Expectativa pelo depoimento de Leite
O colegiado também aguarda o depoimento do governador Eduardo Leite (PSD), que já se colocou à disposição em fevereiro. Deputados reforçaram o convite, mas ainda não há data definida. O relator da CPI, Miguel Rossetto (PT), cobra explicações sobre pontos considerados pouco transparentes, como o cronograma de obras do bloco 3.
Mudanças na composição
A janela partidária e o retorno de titulares provocaram alterações na comissão:
Frederico Antunes (PP) deixou a CPI, sendo substituído por Joel Wilhem.
Rafael Braga (MDB) saiu e deu lugar a Beto Fantinel, que tem atuado como resistência governista.

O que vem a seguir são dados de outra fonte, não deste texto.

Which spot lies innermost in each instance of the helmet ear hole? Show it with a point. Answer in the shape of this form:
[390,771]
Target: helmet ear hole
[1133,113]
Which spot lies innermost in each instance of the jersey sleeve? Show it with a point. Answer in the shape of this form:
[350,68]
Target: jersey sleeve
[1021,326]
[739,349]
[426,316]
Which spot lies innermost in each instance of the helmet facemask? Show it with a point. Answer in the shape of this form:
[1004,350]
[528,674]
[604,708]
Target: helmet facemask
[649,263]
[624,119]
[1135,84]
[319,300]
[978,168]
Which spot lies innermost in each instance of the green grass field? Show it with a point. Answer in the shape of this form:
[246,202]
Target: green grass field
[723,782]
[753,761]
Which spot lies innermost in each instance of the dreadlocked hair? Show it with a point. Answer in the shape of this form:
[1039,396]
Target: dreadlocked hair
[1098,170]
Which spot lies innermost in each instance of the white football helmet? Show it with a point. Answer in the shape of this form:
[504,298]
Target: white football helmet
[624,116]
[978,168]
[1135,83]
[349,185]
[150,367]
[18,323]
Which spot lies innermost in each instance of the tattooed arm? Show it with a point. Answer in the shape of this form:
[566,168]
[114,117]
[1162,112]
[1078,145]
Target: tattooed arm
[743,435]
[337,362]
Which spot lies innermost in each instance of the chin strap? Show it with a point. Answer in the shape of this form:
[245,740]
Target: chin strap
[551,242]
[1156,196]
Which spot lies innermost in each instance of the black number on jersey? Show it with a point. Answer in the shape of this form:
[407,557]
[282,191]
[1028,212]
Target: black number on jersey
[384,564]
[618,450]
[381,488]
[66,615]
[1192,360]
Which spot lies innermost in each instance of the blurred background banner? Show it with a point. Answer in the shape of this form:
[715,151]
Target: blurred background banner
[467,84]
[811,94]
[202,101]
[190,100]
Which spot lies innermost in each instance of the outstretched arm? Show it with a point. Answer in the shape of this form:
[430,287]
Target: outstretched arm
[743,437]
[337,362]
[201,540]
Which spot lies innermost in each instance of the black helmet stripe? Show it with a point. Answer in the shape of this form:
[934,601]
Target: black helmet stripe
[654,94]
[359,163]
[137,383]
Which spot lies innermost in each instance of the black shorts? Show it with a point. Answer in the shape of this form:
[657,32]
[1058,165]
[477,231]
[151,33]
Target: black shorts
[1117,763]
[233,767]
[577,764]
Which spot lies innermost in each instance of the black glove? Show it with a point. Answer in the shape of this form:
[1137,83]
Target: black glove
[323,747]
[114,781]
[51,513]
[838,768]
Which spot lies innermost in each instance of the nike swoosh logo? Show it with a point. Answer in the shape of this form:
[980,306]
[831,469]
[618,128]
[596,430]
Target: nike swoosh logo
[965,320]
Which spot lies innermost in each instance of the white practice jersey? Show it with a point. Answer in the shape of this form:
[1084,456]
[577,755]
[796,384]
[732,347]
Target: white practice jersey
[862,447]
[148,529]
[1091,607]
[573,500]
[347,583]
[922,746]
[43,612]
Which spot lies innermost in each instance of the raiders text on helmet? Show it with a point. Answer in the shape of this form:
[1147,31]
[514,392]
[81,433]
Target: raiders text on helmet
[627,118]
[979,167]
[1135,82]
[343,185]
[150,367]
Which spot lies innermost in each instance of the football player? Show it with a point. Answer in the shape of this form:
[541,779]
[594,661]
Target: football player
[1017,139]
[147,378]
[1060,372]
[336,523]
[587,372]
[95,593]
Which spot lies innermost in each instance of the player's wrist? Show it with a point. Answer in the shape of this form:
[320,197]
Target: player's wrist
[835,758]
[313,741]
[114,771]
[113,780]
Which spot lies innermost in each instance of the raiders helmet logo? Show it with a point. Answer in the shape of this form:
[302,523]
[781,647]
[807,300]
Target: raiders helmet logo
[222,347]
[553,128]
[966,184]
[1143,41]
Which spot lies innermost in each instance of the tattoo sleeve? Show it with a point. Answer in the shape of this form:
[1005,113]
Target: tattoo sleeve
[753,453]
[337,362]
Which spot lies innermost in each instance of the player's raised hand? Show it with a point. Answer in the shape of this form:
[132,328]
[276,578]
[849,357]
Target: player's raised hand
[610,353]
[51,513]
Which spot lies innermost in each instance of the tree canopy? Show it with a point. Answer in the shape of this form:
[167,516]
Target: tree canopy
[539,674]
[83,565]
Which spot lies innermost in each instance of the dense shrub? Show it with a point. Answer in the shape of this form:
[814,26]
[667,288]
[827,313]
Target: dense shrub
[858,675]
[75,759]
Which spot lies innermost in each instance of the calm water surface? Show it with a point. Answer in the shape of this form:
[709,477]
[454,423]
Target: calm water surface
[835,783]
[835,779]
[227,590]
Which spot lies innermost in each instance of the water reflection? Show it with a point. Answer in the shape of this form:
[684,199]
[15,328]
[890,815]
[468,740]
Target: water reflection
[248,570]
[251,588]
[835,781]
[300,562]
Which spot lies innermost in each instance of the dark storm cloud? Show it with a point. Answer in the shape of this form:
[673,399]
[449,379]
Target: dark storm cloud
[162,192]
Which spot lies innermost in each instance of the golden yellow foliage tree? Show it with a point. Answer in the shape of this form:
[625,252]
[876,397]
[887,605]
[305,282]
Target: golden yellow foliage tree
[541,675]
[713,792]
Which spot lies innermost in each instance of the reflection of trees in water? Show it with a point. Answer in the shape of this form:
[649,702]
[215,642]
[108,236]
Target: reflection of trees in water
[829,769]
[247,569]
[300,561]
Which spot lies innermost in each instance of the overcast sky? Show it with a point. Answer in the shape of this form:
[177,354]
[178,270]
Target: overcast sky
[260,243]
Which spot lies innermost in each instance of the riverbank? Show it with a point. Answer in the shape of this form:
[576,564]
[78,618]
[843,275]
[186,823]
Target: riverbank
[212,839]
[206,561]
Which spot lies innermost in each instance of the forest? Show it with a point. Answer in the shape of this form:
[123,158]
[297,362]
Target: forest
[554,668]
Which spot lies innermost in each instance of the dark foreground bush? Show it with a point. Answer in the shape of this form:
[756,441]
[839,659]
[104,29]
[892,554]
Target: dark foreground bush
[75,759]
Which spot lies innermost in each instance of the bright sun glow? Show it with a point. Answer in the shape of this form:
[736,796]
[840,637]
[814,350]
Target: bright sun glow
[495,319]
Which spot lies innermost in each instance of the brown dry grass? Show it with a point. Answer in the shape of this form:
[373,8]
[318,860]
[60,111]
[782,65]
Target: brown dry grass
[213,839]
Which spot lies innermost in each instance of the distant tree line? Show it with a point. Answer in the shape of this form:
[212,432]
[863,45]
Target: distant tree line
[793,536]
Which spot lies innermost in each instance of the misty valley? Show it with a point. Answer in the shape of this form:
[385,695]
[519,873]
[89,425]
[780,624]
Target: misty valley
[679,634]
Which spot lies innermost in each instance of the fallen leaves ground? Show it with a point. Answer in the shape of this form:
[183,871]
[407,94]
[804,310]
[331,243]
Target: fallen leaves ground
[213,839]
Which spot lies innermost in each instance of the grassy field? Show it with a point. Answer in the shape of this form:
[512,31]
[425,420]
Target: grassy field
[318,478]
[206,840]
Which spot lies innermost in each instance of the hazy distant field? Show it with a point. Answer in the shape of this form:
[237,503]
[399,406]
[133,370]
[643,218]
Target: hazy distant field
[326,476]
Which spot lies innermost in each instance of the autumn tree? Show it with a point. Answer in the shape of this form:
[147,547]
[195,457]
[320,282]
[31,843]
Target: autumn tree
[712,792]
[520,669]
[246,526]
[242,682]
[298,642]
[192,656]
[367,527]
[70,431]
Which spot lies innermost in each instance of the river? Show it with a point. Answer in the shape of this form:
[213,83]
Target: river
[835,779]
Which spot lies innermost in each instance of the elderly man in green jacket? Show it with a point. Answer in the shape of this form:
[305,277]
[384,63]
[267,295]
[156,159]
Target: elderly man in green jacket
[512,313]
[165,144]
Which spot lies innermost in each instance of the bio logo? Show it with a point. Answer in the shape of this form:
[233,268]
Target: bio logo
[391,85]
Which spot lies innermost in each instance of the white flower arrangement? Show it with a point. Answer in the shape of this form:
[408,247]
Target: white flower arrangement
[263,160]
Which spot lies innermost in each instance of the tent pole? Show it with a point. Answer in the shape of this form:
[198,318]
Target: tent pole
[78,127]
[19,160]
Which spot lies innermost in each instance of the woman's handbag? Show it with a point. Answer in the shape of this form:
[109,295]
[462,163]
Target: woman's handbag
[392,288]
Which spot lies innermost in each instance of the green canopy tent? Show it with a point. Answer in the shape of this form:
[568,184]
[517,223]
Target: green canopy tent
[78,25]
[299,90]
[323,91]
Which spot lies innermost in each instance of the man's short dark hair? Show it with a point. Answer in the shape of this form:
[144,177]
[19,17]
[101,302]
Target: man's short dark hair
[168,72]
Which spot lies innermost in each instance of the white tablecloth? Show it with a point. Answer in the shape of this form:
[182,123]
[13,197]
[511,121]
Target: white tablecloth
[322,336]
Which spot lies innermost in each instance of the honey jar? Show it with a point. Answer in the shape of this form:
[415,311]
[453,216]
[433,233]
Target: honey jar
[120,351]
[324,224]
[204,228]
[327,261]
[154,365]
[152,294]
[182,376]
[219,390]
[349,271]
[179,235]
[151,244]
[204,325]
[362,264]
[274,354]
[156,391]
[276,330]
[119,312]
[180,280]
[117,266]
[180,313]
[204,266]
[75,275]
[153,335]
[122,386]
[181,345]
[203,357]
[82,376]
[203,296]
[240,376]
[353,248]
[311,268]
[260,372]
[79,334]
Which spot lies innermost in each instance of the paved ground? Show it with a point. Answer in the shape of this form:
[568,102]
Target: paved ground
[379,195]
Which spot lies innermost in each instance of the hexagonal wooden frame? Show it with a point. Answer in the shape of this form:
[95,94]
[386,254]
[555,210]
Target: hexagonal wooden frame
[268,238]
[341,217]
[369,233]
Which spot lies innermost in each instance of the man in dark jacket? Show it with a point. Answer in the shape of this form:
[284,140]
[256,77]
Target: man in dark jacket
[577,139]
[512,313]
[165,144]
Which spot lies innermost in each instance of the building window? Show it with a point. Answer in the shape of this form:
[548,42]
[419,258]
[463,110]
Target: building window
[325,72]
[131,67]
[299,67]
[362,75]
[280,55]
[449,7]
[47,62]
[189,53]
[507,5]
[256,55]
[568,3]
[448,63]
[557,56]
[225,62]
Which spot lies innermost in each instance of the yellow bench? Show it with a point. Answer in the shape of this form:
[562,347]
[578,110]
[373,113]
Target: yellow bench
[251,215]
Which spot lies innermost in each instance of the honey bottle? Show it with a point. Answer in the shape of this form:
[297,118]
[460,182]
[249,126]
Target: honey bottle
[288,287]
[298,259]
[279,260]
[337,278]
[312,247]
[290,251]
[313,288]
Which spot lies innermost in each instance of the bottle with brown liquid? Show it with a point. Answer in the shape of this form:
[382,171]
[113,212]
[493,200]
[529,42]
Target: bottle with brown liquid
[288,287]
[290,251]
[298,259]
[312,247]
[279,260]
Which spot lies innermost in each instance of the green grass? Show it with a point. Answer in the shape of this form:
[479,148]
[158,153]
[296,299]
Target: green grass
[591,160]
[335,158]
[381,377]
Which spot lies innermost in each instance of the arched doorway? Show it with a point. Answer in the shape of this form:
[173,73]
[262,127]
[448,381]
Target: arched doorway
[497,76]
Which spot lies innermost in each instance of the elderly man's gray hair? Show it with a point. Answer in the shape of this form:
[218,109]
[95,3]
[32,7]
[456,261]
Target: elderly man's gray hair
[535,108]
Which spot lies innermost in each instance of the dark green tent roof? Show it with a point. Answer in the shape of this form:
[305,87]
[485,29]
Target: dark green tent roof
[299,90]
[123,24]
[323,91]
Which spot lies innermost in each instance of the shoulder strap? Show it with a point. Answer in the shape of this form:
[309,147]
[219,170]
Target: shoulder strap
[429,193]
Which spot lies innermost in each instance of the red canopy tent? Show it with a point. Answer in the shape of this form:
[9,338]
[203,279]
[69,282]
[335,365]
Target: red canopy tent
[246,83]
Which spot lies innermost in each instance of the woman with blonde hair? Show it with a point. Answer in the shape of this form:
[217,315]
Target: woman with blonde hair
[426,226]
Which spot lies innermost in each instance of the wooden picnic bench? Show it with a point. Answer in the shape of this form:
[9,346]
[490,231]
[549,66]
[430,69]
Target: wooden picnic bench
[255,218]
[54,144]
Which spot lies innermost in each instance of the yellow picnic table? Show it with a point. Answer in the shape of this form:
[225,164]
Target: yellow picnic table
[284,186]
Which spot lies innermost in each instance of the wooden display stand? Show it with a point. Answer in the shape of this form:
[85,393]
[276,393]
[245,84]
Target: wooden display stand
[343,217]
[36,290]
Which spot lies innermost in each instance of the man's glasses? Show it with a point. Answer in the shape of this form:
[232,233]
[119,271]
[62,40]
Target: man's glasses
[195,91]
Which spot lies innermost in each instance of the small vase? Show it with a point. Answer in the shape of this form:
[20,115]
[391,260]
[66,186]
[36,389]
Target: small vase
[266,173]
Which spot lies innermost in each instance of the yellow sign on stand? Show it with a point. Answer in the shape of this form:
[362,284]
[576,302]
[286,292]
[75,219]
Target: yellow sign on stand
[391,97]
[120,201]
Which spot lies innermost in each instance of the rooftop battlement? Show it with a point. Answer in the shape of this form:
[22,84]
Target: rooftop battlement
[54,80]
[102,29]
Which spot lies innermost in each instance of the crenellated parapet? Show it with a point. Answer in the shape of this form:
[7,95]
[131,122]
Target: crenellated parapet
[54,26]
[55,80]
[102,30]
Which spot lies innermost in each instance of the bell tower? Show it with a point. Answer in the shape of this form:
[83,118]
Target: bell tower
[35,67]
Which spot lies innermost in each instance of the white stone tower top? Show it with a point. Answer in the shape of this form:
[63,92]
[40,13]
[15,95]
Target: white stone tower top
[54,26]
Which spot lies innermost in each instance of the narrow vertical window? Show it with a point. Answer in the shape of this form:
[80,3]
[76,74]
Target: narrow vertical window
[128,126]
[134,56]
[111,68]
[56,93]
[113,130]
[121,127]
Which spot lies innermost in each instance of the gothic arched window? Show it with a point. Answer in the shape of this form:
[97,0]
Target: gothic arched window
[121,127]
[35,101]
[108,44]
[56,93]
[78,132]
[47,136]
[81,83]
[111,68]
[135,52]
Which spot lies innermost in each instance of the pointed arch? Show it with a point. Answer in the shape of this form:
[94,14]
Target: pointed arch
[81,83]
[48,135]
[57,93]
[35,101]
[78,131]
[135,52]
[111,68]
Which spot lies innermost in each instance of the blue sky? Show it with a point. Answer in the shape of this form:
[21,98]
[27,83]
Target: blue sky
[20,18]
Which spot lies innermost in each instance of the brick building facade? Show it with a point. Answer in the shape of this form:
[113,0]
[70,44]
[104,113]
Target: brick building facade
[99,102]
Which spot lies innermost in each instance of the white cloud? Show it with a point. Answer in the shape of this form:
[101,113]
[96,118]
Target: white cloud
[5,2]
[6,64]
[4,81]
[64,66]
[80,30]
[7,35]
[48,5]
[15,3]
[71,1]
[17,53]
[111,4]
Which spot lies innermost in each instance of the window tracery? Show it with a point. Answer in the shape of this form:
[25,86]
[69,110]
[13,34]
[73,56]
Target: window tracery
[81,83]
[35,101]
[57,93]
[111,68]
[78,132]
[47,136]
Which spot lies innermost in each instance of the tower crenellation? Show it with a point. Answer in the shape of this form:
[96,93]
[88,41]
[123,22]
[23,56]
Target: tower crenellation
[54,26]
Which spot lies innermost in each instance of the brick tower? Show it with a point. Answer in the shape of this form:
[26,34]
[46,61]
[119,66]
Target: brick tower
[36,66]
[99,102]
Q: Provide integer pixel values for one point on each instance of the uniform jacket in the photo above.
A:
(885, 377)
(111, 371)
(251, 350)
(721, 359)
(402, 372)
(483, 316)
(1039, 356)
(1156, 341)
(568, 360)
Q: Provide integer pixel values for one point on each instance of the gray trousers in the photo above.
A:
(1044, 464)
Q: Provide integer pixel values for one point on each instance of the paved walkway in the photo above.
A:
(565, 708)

Aloísio Classmann (União Brasil) foi substituído por Dirceu Franciscon.
Tiago Cadó (PDT) deixou o posto de suplente, assumido por Dr. Thiago.
Nova dinâmica
Com a prorrogação, as reuniões da CPI passam a ocorrer apenas às quartas-feiras, sempre às 16h.
👉 A comissão entra em reta final com foco no bloco 3 e na expectativa pelo depoimento do governador, em meio a disputas políticas e questionamentos sobre transparência nas concessões.